Henar Álvarez se despide de RTVE: ¿transgresión o ruido barato?
Un vídeo de apenas unos segundos ha desatado la polémica en torno a la figura de Henar Álvarez, presentadora y cómica de RTVE. En pleno directo, la humorista se ha desnudado parcialmente –según el material difundido, se queda en ropa interior–, y la cadena ha aplicado un filtro de difuminado. El gesto, que ha generado reacciones encontradas, se enmarca en su estilo provocador habitual. Pero más allá del morbo, la pregunta que emerge es económica: ¿qué coste tiene para la televisión pública este tipo de contenido?

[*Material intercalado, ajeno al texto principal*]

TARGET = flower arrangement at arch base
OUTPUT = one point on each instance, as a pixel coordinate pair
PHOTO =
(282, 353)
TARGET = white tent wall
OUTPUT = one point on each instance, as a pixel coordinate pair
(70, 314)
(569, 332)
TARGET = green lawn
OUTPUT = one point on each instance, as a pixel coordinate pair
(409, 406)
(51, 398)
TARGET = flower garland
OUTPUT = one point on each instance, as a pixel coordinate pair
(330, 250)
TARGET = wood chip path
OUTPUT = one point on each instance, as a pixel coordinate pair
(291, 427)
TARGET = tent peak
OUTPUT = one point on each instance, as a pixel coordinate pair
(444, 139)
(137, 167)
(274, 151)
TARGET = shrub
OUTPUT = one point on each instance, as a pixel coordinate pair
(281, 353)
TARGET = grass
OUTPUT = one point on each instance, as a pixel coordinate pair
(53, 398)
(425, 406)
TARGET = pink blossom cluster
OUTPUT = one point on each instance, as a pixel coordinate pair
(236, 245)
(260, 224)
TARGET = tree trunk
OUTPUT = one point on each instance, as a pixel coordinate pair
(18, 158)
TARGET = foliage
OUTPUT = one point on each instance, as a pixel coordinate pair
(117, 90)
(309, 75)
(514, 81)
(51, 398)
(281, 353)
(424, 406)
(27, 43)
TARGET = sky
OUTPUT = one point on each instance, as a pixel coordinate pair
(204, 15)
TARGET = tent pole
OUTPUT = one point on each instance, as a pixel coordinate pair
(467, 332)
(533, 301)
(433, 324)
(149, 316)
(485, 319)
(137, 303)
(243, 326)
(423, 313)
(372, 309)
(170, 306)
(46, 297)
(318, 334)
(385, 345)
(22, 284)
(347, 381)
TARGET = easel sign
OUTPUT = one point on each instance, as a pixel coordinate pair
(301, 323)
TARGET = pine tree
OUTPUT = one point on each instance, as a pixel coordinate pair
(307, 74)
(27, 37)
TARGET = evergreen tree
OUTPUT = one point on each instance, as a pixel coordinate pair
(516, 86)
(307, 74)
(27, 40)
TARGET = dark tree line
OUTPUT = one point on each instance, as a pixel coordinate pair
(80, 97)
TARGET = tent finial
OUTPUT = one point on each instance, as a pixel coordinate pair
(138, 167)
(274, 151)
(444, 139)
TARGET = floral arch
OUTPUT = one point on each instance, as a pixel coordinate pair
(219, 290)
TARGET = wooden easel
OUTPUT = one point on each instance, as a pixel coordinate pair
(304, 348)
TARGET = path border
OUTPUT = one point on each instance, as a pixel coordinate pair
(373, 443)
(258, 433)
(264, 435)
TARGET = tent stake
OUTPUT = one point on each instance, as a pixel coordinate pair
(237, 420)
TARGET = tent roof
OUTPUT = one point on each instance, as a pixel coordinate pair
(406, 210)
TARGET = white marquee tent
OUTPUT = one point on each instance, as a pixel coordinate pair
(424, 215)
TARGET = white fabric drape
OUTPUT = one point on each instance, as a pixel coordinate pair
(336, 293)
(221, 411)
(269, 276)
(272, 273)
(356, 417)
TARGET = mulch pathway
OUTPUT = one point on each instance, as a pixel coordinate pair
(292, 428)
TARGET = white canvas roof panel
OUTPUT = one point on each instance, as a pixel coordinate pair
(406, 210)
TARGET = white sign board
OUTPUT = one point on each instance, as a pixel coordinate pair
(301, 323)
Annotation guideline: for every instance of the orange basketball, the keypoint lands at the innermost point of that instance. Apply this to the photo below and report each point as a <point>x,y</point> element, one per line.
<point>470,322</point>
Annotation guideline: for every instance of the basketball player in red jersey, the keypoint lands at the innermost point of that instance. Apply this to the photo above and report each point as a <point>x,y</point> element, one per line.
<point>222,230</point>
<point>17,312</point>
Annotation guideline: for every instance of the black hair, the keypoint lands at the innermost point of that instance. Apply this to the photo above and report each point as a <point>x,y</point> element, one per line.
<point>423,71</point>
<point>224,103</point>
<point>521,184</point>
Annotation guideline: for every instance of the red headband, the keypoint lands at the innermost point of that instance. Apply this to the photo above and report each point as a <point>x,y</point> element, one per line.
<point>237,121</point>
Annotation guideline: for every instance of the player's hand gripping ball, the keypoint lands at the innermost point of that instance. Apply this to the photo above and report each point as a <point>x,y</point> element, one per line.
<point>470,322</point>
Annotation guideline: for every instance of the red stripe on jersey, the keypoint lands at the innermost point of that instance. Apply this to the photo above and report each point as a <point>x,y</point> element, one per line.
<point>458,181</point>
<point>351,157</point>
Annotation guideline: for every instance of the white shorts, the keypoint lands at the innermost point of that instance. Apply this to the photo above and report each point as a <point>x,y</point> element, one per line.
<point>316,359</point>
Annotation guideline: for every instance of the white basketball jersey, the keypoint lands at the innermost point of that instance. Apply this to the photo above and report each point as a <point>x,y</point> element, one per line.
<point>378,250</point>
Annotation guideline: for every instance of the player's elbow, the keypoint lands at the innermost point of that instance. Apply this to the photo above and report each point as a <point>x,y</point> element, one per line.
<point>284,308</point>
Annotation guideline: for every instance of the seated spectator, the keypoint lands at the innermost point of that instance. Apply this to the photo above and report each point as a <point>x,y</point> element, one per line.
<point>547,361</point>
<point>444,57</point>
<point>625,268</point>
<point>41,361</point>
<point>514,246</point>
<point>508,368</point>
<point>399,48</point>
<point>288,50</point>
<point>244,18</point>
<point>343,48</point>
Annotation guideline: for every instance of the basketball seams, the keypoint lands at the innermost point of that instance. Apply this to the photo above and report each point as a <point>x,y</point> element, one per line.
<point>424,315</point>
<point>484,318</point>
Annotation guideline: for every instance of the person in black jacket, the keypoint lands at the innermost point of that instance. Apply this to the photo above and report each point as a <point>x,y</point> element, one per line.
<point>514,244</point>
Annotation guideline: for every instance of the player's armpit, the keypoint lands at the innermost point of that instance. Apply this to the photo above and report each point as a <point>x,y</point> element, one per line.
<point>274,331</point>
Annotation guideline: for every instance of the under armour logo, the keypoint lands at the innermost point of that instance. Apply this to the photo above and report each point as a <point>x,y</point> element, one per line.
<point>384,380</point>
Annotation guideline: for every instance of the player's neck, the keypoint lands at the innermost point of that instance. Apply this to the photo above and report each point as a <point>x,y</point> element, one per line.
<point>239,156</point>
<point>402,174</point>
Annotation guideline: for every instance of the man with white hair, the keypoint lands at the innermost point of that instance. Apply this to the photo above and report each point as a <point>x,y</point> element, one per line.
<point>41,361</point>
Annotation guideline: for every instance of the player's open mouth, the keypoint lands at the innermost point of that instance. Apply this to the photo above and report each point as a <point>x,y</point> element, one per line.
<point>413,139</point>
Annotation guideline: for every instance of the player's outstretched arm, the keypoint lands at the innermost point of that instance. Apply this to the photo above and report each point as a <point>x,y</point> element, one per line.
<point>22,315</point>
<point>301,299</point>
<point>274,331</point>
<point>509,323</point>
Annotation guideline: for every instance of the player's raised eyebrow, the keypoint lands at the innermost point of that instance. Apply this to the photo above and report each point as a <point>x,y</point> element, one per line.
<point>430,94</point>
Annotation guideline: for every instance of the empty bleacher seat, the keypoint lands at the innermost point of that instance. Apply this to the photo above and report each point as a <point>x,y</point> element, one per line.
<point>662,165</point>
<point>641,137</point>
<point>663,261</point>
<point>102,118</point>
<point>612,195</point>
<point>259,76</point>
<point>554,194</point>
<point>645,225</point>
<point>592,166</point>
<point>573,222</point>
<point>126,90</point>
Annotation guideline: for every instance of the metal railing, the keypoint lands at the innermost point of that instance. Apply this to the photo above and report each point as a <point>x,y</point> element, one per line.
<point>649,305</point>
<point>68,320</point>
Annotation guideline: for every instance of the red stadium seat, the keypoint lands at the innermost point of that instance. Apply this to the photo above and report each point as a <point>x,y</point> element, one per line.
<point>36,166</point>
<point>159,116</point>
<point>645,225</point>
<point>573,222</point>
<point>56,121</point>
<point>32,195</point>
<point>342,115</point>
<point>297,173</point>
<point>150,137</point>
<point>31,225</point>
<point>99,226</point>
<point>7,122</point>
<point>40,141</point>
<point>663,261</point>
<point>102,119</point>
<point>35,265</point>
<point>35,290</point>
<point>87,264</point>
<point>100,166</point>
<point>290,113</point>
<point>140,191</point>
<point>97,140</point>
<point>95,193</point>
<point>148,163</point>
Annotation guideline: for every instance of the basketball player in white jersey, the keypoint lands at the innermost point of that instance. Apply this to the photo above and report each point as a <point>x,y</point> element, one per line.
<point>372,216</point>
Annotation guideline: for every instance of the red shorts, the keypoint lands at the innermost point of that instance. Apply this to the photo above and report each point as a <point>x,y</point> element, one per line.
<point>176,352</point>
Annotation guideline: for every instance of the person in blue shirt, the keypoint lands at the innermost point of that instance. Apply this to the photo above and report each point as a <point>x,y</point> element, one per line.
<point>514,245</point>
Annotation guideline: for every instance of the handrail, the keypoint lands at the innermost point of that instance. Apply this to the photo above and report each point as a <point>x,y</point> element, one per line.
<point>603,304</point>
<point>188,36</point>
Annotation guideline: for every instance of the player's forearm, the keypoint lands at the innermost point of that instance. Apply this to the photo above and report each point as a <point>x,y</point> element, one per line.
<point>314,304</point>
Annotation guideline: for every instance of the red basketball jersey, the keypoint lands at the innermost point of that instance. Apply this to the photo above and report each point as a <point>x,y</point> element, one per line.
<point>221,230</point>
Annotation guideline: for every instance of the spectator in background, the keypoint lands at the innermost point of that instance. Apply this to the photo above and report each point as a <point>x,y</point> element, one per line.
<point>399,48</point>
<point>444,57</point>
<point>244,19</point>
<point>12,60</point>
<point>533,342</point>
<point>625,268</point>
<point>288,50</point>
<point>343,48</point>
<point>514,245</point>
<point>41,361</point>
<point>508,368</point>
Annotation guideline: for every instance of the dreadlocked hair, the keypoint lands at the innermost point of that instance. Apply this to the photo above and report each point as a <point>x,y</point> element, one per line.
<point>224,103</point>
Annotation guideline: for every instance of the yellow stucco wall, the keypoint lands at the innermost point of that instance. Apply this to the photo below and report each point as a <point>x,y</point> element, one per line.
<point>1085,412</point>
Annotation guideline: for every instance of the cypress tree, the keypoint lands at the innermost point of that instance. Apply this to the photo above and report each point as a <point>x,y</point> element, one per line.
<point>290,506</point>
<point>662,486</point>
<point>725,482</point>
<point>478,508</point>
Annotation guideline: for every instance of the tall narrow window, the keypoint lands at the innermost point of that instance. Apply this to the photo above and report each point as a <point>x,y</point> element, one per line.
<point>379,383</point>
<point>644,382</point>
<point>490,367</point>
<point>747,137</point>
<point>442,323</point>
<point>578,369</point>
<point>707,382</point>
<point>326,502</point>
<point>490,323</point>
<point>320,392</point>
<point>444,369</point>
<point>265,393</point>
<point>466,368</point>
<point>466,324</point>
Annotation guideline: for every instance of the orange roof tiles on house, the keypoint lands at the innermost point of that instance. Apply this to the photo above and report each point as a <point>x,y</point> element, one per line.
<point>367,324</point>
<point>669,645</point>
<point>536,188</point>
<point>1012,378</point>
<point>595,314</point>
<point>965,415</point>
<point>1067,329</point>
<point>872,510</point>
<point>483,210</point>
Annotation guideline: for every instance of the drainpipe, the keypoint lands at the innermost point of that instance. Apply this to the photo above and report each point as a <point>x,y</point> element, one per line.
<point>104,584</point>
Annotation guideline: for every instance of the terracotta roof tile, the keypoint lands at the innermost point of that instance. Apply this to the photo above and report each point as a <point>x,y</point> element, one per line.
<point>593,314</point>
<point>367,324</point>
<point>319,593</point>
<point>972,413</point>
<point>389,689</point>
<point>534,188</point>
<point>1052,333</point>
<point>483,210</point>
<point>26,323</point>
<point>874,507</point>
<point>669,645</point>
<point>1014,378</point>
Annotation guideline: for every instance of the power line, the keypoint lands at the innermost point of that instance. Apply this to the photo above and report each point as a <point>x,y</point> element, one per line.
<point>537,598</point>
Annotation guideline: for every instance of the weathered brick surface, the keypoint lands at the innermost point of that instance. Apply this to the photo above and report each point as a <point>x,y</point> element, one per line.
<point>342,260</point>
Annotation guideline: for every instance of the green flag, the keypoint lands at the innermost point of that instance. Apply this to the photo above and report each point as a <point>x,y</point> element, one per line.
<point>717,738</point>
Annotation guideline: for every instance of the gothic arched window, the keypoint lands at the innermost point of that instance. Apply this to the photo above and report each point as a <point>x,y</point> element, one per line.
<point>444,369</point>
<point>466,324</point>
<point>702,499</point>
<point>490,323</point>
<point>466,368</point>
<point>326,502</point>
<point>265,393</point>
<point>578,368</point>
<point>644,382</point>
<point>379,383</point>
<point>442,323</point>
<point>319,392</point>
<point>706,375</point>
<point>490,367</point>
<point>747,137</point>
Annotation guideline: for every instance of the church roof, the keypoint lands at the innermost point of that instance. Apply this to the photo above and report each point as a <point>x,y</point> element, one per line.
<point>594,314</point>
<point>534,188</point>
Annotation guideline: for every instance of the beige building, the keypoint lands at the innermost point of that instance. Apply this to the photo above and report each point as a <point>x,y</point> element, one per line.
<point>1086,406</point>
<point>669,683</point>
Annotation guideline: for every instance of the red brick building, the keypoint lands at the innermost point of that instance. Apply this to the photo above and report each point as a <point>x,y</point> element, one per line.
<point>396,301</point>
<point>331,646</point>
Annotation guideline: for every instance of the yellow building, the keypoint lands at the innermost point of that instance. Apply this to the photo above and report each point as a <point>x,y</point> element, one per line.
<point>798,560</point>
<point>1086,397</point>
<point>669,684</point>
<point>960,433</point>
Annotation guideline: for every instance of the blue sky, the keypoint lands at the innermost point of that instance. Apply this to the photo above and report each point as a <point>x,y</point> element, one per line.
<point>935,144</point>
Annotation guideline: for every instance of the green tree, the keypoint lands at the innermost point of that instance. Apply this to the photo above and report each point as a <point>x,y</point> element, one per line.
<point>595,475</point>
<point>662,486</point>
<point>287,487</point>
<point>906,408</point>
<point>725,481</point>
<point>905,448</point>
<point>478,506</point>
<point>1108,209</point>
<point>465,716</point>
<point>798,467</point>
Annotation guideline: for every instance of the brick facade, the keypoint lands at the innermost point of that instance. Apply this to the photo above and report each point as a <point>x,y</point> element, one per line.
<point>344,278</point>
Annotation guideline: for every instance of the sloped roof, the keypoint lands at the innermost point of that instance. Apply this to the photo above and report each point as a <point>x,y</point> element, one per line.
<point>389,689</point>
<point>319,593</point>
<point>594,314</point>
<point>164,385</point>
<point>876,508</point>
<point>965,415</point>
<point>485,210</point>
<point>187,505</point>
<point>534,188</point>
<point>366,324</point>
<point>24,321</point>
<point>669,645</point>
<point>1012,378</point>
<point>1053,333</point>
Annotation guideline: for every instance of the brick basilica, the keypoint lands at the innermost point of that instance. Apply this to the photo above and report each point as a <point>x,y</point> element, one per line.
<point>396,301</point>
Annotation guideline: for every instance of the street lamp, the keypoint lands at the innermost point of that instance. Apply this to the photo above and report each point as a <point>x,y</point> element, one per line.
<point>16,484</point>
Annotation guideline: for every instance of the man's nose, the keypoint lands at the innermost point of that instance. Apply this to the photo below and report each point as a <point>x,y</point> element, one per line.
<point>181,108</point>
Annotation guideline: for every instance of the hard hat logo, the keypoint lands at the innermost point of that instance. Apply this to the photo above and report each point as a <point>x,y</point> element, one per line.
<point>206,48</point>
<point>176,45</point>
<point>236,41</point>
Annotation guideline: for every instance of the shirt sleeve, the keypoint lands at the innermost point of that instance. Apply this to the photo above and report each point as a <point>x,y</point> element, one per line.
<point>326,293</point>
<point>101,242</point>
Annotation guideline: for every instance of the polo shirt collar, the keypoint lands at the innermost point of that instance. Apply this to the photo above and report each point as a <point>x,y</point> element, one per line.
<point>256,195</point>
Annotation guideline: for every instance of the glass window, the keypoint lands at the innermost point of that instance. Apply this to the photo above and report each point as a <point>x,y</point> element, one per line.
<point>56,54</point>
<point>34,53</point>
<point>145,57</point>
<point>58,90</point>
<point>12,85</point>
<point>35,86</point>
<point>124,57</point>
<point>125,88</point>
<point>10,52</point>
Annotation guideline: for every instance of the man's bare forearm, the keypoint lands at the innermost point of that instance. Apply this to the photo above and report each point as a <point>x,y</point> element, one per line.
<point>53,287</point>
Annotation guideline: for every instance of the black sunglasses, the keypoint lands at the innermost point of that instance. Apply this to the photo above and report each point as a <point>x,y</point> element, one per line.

El coste de la audiencia frente al debate público
RTVE se financia con presupuestos públicos y una pequeña parte de ingresos comerciales. Cada minuto de emisión tiene un coste que el contribuyente asume. Si bien el gesto de Álvarez puede aumentar la audiencia en el momento, también expone a la cadena a críticas sobre el uso de recursos en contenido que algunos consideran de mal gusto o contradicción con el discurso feminista que la propia corporación promueve. La paradoja es evidente: mientras se prohíben azafatas en la Fórmula 1, se permite este tipo de actuaciones en la televisión pública.
La contradicción como reclamo
Hay quien sostiene que la transgresión es una herramienta de marketing barato: generar ruido sin coste adicional. Pero otros señalan que este tipo de polémicas desgastan la credibilidad de la cadena y abren la puerta a recortes presupuestarios. El debate, lejos de cerrarse, deja en evidencia que la línea entre la provocación y el esperpento es muy fina, especialmente cuando se paga con dinero público.
El vídeo original sigue circulando y la controversia, como suele ocurrir, beneficia más a Álvarez (que capitaliza la atención) que a la propia RTVE. Mientras, el contribuyente sigue pagando la factura.